To reach the Ambrose Light I had been beating into a freshening wind. Immediately I turned the Light, I had to reset my sails, retrim Miranda and start running downwind for New York. It was nearly dark, and I had no idea where I was to go. I had assumed that someone on one of the launches would tell me, and I had not studied the charts. I thought that the bigger launch was Laurie Hamilton’s; who had been so friendly to us at Indian Point in 1960. The launch took up a position astern, just out of hearing range, and resolutely kept position there, as if I had the plague. I was darting about, retrimming, trying to see ahead. In the dark I seemed to be surrounded by launches. I had promised to call up London again. I connected up the aerial and darted below to switch on the set and warm it up. I had a nightmare Alice-in-Wonderland feeling of charging into the unknown dark, surrounded by a circle of baleful red or green eyes, like wolves waiting to pounce on an exhausted prey. Immediately I got London I snapped that I was across the line and must close down, which I immediately did.
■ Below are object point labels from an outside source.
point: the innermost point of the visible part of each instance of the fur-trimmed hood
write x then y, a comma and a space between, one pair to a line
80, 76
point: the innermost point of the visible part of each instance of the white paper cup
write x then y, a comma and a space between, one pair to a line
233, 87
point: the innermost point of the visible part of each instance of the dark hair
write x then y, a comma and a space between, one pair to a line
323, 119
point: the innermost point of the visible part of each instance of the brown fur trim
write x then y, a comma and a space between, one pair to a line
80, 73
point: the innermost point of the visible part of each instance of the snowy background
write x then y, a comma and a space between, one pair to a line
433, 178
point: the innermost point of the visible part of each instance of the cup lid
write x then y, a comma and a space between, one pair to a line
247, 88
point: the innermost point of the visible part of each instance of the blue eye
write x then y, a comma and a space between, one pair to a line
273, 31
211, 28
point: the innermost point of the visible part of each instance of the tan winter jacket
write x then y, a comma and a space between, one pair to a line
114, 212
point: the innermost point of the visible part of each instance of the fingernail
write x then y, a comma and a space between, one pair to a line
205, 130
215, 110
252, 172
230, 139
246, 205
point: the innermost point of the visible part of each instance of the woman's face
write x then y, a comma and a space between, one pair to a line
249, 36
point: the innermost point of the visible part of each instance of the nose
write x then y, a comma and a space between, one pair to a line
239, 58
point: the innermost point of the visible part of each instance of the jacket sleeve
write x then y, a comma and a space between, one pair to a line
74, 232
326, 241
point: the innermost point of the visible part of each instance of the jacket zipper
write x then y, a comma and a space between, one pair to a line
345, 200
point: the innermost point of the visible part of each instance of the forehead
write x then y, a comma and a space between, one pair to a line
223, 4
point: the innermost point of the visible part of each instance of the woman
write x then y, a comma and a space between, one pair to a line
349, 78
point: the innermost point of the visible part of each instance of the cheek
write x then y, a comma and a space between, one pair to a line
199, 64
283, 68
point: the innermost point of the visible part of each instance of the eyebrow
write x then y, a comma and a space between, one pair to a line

I dragged out a chart and tried to study it in the cockpit with a torch. Between whiles, I hurriedly scanned ahead, to see if I was on a collision course with any of the launches, or with the huge buoys lining the steamer lane into New York. I decided on a heading and stuck to it. I could see that I should need to keep a sharp look-out for buoys. I knew that I ought to lower my sails and get information, or reduce sail and speed, but Gipsy Moth was by now going like a bat in Hell, with a great sailing breeze, tearing up New York harbour in the dark. It was exhilarating and exciting. The pilotage was difficult, because of the countless lights all round; shore lights in the background, steamer lights, buoys winking red ahead, and navigation lights of smaller craft near me. One craft near abeam which I could see silhouetted against the shore lights appeared to be a powerful naval or Customs launch. To the north, hundreds of big fireworks were shooting into the air. I assumed that was a normal evening’s performance at Coney Island, not connecting it with Independence Day. On reaching the narrows I kept on for Staten Island, 16 miles from Ambrose Light. As I branched into the Hudson River, still at a grand pace, the pilotage became trickier still. There seemed to be lights not only in every direction, but also up in the air. Suddenly I spotted a small white light away to starboard, small and low-powered among the thousands of lights all round. Then I noticed a red navigation light away to port. Something puzzled me there, I don’t know what. I stared intently. Then, out of the night, took shape the extra blackness of a long string of unlit barges, perhaps a quarter mile long, right across my path. I was headed straight for the middle of them. That’s enough, I said to myself, and rounded up into wind.
And so ended the thousand miles along the eastern seaboard, which may have been the most wonderful sail I shall ever have.